Doesn't matter. They both are good.

add X86::AVX512_256_SET0 handling, format, rebase

oh, I missed that vec_uint_to_fp-fastmath.ll should be updated manually. I will redo my change.

and memset.ll, sorry.

updated manually vec_uint_to_fp-fastmath.ll, memset.ll

We decided to split this change into two AVX and AVX512 , this is part one AVX and AVX2.

A couple of minors, but otherwise seems almost ready.

test/CodeGen/X86/vec_uint_to_fp-fastmath.ll
1 ↗(On Diff #108342)

Don't regenerate this file (we want the symbols to still be tested) - just manually tweak the xor cases.

test/CodeGen/X86/vector-shuffle-combining-avx.ll
7 ↗(On Diff #108074)

This still stands

Update after RKSimon's remarks.

craig.topper edited edge metadata.Jul 26 2017, 10:36 PM

Should we go ahead and do X86::AVX512_256_SET0 as part of this so the tests don't split?
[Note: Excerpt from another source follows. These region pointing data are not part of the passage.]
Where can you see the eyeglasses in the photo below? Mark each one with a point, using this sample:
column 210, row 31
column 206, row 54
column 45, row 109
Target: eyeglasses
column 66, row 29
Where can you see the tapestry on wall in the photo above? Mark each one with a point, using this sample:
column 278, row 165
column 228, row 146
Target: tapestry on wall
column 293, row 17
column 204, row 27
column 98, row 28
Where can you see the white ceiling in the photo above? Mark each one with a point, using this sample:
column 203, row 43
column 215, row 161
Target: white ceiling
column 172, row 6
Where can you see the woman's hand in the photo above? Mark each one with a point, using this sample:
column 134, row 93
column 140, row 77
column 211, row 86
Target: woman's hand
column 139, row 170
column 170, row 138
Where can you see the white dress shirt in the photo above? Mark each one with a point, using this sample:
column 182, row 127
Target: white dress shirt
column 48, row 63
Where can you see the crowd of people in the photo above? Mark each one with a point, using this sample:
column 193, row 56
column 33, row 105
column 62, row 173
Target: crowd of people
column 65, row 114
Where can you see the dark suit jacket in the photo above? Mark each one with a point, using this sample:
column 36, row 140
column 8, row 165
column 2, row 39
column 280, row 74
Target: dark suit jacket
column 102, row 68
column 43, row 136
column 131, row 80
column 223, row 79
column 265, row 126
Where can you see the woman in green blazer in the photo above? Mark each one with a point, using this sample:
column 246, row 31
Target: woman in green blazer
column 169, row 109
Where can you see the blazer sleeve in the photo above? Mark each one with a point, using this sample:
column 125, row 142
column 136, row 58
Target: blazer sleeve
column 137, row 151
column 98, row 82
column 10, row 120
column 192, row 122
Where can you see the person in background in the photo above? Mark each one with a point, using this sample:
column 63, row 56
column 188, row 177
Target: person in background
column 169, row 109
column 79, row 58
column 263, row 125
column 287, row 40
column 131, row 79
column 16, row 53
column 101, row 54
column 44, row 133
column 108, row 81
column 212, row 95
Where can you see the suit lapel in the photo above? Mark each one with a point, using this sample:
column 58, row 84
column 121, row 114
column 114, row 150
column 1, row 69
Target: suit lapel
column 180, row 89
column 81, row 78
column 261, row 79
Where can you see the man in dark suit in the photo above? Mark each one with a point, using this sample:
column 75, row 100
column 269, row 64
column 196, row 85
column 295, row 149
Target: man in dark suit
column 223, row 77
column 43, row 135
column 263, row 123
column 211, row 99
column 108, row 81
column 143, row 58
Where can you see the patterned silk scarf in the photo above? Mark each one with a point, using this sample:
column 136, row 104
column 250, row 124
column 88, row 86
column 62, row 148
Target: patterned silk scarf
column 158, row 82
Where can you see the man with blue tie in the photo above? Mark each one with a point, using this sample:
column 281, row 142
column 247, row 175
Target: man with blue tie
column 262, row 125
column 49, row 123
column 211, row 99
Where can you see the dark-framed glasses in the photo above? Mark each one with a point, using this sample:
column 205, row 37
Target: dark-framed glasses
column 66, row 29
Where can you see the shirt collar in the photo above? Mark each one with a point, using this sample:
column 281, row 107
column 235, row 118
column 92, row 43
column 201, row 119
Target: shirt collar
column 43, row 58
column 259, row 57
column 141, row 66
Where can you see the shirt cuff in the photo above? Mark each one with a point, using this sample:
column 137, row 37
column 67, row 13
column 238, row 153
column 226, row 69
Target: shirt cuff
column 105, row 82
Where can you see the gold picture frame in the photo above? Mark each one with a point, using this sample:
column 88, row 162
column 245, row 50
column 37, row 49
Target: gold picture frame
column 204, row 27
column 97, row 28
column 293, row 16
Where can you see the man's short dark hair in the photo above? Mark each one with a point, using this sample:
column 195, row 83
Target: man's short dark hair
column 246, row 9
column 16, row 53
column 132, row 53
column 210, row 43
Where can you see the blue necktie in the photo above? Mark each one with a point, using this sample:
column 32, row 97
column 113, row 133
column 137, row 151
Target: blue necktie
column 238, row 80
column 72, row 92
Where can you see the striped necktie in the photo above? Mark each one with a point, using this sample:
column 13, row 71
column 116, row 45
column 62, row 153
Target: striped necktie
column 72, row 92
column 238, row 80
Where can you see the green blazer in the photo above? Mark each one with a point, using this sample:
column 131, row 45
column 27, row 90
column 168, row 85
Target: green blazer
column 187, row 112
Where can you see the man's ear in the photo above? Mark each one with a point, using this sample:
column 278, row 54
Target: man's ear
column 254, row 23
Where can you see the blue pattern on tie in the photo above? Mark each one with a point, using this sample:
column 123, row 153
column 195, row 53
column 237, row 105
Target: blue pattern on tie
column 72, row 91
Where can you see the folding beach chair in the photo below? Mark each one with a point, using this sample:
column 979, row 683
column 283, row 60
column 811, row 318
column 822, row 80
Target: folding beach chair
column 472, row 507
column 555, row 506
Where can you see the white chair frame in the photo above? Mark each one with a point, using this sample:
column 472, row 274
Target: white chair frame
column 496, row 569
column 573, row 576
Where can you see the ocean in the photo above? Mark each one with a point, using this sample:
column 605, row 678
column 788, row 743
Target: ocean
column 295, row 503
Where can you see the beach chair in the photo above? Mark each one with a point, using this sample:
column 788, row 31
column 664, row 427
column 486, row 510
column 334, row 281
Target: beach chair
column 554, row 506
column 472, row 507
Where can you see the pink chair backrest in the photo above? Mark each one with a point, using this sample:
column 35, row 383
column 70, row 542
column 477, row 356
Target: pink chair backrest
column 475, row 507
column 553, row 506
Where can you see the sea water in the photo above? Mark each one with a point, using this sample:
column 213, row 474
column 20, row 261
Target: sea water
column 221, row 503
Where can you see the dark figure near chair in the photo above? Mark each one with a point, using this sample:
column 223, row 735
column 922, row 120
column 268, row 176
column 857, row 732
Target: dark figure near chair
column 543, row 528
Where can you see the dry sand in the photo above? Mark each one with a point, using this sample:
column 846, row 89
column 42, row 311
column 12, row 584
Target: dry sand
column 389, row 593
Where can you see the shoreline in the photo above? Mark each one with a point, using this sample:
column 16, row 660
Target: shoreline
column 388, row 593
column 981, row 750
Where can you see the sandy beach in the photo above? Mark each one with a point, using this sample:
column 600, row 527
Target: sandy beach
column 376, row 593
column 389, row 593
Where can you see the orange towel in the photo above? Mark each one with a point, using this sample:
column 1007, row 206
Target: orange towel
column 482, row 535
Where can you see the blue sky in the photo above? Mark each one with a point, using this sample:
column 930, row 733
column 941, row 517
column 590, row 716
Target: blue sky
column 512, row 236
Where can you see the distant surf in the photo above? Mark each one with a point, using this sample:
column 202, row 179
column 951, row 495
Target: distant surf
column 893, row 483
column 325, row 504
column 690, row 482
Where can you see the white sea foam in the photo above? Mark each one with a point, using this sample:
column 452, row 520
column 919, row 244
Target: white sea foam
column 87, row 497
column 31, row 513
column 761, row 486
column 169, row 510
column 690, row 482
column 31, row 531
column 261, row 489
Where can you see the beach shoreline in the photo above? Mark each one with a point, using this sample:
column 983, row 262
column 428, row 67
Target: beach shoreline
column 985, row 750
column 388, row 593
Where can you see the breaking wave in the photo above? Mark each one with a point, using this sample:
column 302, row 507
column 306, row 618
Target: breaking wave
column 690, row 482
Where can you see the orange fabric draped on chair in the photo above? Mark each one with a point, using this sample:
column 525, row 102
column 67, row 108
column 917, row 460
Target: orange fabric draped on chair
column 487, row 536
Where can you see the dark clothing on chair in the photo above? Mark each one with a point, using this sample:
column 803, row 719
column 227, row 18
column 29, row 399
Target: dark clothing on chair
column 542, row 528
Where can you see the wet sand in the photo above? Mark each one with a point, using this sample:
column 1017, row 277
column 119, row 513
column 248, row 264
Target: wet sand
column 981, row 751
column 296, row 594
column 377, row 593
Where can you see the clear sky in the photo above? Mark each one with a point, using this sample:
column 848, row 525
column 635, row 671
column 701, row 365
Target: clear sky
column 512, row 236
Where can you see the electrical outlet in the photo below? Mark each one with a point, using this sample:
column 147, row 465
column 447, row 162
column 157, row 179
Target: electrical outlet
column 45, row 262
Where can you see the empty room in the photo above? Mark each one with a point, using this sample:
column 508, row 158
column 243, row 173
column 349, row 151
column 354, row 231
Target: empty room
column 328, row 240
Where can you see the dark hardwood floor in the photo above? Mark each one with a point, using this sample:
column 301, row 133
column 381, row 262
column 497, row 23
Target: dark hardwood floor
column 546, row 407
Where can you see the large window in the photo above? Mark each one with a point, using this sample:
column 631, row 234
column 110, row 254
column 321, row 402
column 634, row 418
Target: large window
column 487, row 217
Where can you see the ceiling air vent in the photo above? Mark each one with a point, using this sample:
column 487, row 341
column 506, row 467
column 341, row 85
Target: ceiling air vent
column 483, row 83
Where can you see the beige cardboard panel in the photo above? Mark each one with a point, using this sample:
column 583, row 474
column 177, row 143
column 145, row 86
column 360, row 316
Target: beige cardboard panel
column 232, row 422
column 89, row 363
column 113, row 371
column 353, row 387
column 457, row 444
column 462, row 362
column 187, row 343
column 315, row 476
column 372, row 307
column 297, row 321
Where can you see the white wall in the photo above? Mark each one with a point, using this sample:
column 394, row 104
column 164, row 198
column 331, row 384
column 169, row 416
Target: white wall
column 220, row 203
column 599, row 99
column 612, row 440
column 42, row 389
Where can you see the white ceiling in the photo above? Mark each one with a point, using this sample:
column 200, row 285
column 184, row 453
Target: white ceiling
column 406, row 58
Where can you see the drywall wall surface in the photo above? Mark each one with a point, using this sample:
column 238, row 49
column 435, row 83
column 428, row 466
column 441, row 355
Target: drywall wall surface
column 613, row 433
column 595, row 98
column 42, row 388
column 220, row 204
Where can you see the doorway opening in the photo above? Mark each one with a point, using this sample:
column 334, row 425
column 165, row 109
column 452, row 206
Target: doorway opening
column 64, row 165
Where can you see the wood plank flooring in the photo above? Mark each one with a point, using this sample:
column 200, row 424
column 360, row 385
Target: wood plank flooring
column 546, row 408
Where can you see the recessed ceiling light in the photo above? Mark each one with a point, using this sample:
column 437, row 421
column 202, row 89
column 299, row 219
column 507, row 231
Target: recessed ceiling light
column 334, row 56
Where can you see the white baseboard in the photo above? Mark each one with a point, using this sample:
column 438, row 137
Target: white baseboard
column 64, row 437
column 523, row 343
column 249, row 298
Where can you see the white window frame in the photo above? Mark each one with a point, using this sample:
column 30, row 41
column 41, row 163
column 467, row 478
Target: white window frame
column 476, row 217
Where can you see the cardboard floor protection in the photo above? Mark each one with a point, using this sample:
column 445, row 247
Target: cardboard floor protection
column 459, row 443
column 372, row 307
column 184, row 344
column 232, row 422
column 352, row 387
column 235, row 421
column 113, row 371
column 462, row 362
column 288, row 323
ok, thanks, I will redo the change.

we don't need to change X86::AVX512_256_SET0, it is already using X86::sub_ymm there, I have not seen any ZMM to YMM change in the diff.

update with X86::AVX512_256_SET0 included, please ignore my last comment

Just vector-shuffle-combining-avx.ll to fix and then I think its ready

Update to vector-shuffle-combining-avx.ll

RKSimon accepted this revision.Jul 27 2017, 7:56 AM

LGTM

This revision is now accepted and ready to land.Jul 27 2017, 7:56 AM

I know Simon already accepted this, but shouldn't we be using xmm with VLX?

lib/Target/X86/X86InstrInfo.cpp
7735 ↗(On Diff #108458)

I think we should use VPXORDZ128rr and the equivalent xmm instead to be consistent. That will bring some of the tests back together I think.

test/CodeGen/X86/vector-shuffle-combining-avx.ll
26 ↗(On Diff #108458)

There's no FileCheck prefix that references this prefix.

If we used xmm instead of ymm for VLX would this test not need to have its filecheck lines split?

I know Simon already accepted this, but shouldn't we be using xmm with VLX?

Discussed this with @dtemirbulatov offline - AVX512/AVX512VL (inc AVX512_256_SET0) will be done as a separate patch as this thing is getting too big as it is.

This revision was automatically updated to reflect the committed changes.